× NETGEAR will be terminating ReadyCLOUD service by July 1st, 2023. For more details click here.
Orbi WiFi 7 RBE973
Reply

Re: Admin page unavailable after cancelled backup job & hard reboot, shares are working

VolkerB
Aspirant

Admin page unavailable after cancelled backup job & hard reboot, shares are working

Hopefully someone can help me get out of this deadlock.

 

I recently added a rsync backup job to sync the local /media share with an USB drive that was connected via the rear USB socket of the RN214 box. After starting it, I found out that - by mistake - the NAS was creating a directory /media/media/... on the USB drive (essentially duplicating all my data), so I cancelled the backup job via the ReadyNAS admin page. After refreshing the page I was presented with  the progress bar and eventually a notification similar to the one described in https://kb.netgear.com/26883/ReadyNAS-OS-6-Admin-Page-is-offline. A graceful restart did not work, the LCD was not lighting up. So I pulled the plug, forcing a cold restart.

 

After this, the device came back up again, however boot progress notification is stuck at 95%, the upper line of the LCD says "fvbackup-q.servi". I can ping the device and the shares are accessible (RW). Unfortunately the admin page http://rn214/admin/ is still offline (same error as mentioned above), the power button never stops blinking.

 

I have not set up SSH access (dammit!), so I can't log on and view logs/running processes. NetGear RAIDar reported the management service to be offline and was unable to retrieve logfiles. Diagnostics yielded the snippet below (slightly abbreviated, there were a lot more entries saying "Failed to UPDATE dictionary".

 

I can reboot the device using RAIDar. In that case no progress bar is shown at all (only "Booting...") and the "fvbackup-q.servi" information if the power button is pressed once. Shares are available, admin page says "Connecting..." and then ends up with the offline notification mentioned above.

 

I then tried the boot menu's "OS Reinstall" option which successfully recovered the admin page. In the log, it says "Volume: System volume root's usage is 99%. This condition should not occur under normal conditions. Contact technical support.", downloading the logfiles (http://rn214/dbbroker) fails with this XML file:

 

<xs:nml xmlns:xs="http://www.netgear.com/protocol/transaction/NMLSchema-0.9" src="browser" dst="nas" locale="en-us">
<xs:transaction ref-id="" type="0">
<xs:response ref-id="opid" status="failure">
<xs:error>
<xs:error-code>
<![CDATA[ 12008010002 ]]>
</xs:error-code>
<xs:error-cause>
<![CDATA[ Can't create zipped log ]]>
</xs:error-cause>
<xs:error-details>
<![CDATA[ Error in dlowload log ]]>
</xs:error-details>
</xs:error>
</xs:response>
</xs:transaction>
</xs:nml>

Any advice on how to proceed?

 

Many thanks in advance!

 

Successfully completed diagnostics
System
No errors found.
Logs
2021-09-22 11:34:39: Assertion 'f' failed at ../src/journal/journal-file.c:1674, function journal_file_post_change().
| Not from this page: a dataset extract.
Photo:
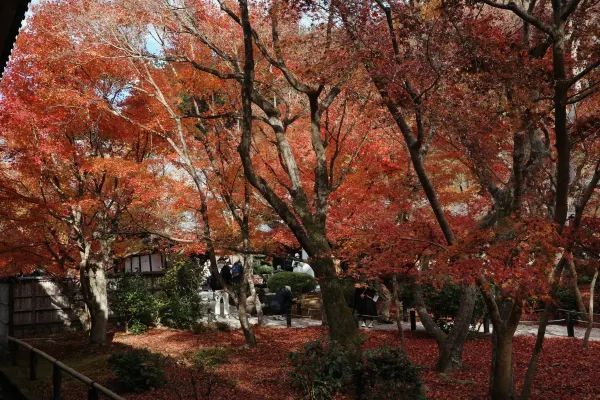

Aborting.
2021-09-22 11:02:36: ufsd: "mount" (sda2): is mounted as NTFS at 2021-09-22 09:02:36
2021-09-22 11:00:19: ufsd: "umount" (sda1): is unmounted at 2021-09-22 09:00:19
2021-09-22 07:26:17: ufsd: "mount" (sda1): is mounted as NTFS at 2021-09-22 05:26:17
2021-09-22 07:25:57: ufsd: "umount" (sda1): is unmounted at 2021-09-22 05:25:57
2021-09-22 07:25:37: ufsd: "mount" (sda1): is mounted as NTFS at 2021-09-22 05:25:37
2021-09-22 07:20:02: ufsd: "umount" (sda2): is unmounted at 2021-09-22 05:20:02
2021-09-22 07:19:50: ufsd: "umount" (sda1): is unmounted at 2021-09-22 05:19:50
2021-09-22 07:19:31: ufsd: "mount" (sda1): is mounted as NTFS at 2021-09-22 05:19:31
2021-09-22 07:19:12: ufsd: "umount" (sda1): is unmounted at 2021-09-22 05:19:12
2021-09-22 07:18:02: ufsd: "mount" (sda1): is mounted as NTFS at 2021-09-22 05:18:02
2021-09-22 07:17:16: ufsd: "umount" (sda1): is unmounted at 2021-09-22 05:17:16
2021-09-22 07:05:39: ufsd: "mount" (sda1): is mounted as NTFS at 2021-09-22 05:05:39
2021-09-22 01:01:17: ufsd: "umount" (sda1): is unmounted at 2021-09-21 23:01:17
2021-09-21 07:44:33: ufsd: "mount" (sda1): is mounted as NTFS at 2021-09-21 05:44:33
2021-09-21 01:00:57: ufsd: "umount" (sda1): is unmounted at 2021-09-20 23:00:57
2021-09-20 10:22:24: ufsd: "mount" (sda1): is mounted as NTFS at 2021-09-20 08:22:24
2021-09-20 10:22:06: ufsd: "umount" (sda1): is unmounted at 2021-09-20 08:22:06
2021-09-20 10:19:31: ufsd: "mount" (sda1): is mounted as NTFS at 2021-09-20 08:19:31
2021-09-20 10:18:29: ufsd: "umount" (sda1): is unmounted at 2021-09-20 08:18:29
2021-09-20 08:13:42: ufsd: "mount" (sda1): is mounted as NTFS at 2021-09-20 06:13:42
2021-09-03 09:55:17: ufsd: "umount" (sdc1): is unmounted at 2021-09-03 07:55:17
System Management
2021-09-22 11:37:21: Failed to UPDATE dictionary
2021-09-22 11:37:21: Failed to UPDATE dictionary
2021-09-22 11:37:03: Failed to start ReadyNAS System Daemon.
2021-09-22 11:36:43: Failed to start ReadyNAS System Daemon.
2021-09-22 11:36:17: DB (main) schema version: new ==> 24
2021-09-22 11:36:17: DB (queue) schema version: new ==> 0
2021-09-22 11:36:16: DB sanity check failed! Trying backup readynasd_2021_09_22_110945.db.lz4.
2021-09-22 11:36:16: DB sanity check failed! Trying backup readynasd_2021_09_22_110945.db.
Model: RN21400|ReadyNAS 214 Series 4- Bay (Diskless)
Message 1 of 13

Accepted Solutions
Sandshark
Sensei

Re: Admin page unavailable after cancelled backup job & hard reboot, shares are working

Did you at any point disconnect or power down the USB drive before the backup job said it was done?  I ask because I suspect that it continued after that.  But once the USB drive wasn't connected, it began to copy files to the mount point in the OS partion instead of the USB drive that should have been mounted there.  That'll fill the OS partition in a hurry.

 

The message you are seeing is the location where the OS crashed, undoubtedly due to the too-full OS partition.  If you are now able to enable SSH after the OS re-install, you need to go in and clear out any files that were copied to the mount point directory.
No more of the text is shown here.